Top 5 LangGraph Agents in Production 2024

Top 5 LangGraph Agents in Production 2024

3 min read

2024 was the year that agents started to work in production. Not the wide-ranging, fully autonomous agents that people imagined with AutoGPT. But more vertical, narrowly scoped, highly controllable agents with custom cognitive architectures. It's still not easy to build these agents - but it's entirely possible.

We launched LangGraph in early 2024 as a new take on an agentic framework. Incorporating lessons learned from LangChain, we made LangGraph very low level, controllable agentic framework. No hidden prompts, no obfuscated "cognitive architecture". Soon after it's launch, we saw LangGraph become the go-to default framework for agents.

As the year closes, we wanted to highlight some of our favorite stories of companies building agents with LangGraph. As mentioned before, it's still hard to build agents, but these companies have figured out how. They've shared their lessons learned in various forms - blogs, case studies, talks, fireside chats. We hope that by amplifying their stories, their lessons learned, it enables every more agents to be built in 2025.

Honorable mentions:

  • Unify: one of the more in depth blog posts we featured all year, featuring o1 as a planning agent
  • OpenRecovery: one of the more innovative and forward looking applications, particularly with respect to memory
  • Rexera: great example of "single agent -> multi agent but uncontrollable (CrewAI) -> controllable multi agent (LangGraph)" journey that we see many going on
  • Komodo Health: exciting to agents working in pretty regulated areas
  • Airtop: web agents are a big area, and so great to see how to build some
  • Tradestack: first public facing agent launched on LangGraph platform
  • Athena Intelligence: one of the most advanced research agent platforms we know of
  • GPT Researcher: the most advanced open source research assistant

#5: Uber

At DPE, Uber talked about how they formed a dedicated Developer Platform AI team, and how they adopted LangGraph as a part of that. Especially interesting is how they are tackling large-scale code migrations with agentic systems

We like this example because it shows that while general coding agents are undoubtably useful, there is also a large amount of value to be gained from building some internal coding tools yourself, which do workflows that only really you know how to do best.

#4: AppFolio

AppFolio's AI-powered copilot Realm-X has saved property managers over 10 hours per week. Realm-X provides a conversational interface that helps users understand the state of their business, get help, and execute actions in bulk – whether it’s querying information, sending messages, or scheduling actions related to residents, vendors, units, bills, or work orders and many more

They shared their journey in building this with us last month. They needed a controllable agent architecture to make this a reality and so chose LangGraph

#3: LinkedIn

One of the big use cases for LLMs is in making data more accessible to everyone. LinkedIn recently rolled out SQL Bot, an AI-powered assistant internally

This internal tool transforms natural language questions into SQL: it finds the right tables, writes queries, fixes errors, and enables employees across functions to independently access the data insights they need under the appropriate permissions.

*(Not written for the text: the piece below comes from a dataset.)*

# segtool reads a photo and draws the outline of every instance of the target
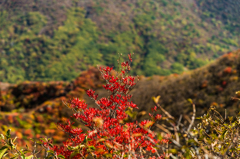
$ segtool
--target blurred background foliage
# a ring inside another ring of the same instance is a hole
[[[180,74],[239,47],[236,3],[3,0],[0,81],[71,81],[132,52],[132,75]]]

Behind the scenes, SQL Bot is a multi-agent system built on top of LangChain and LangGraph.

#2: Elastic

Elastic was one of the first companies in my mind to launch an AI "agent". We covered their AI assistant in late January of 2024 - right at the start of the year. Back then it was using LangChain, but as they added features they moved onto LangGraph.

Excited to see the continued development of AI assistant!

#1: Replit

Replit released their agent this fall to pretty widespread adoption. When we've talked with them about the agent they've emphasized human-in-the-loop and multi-agent setup - both things we think will be key for agents in the future.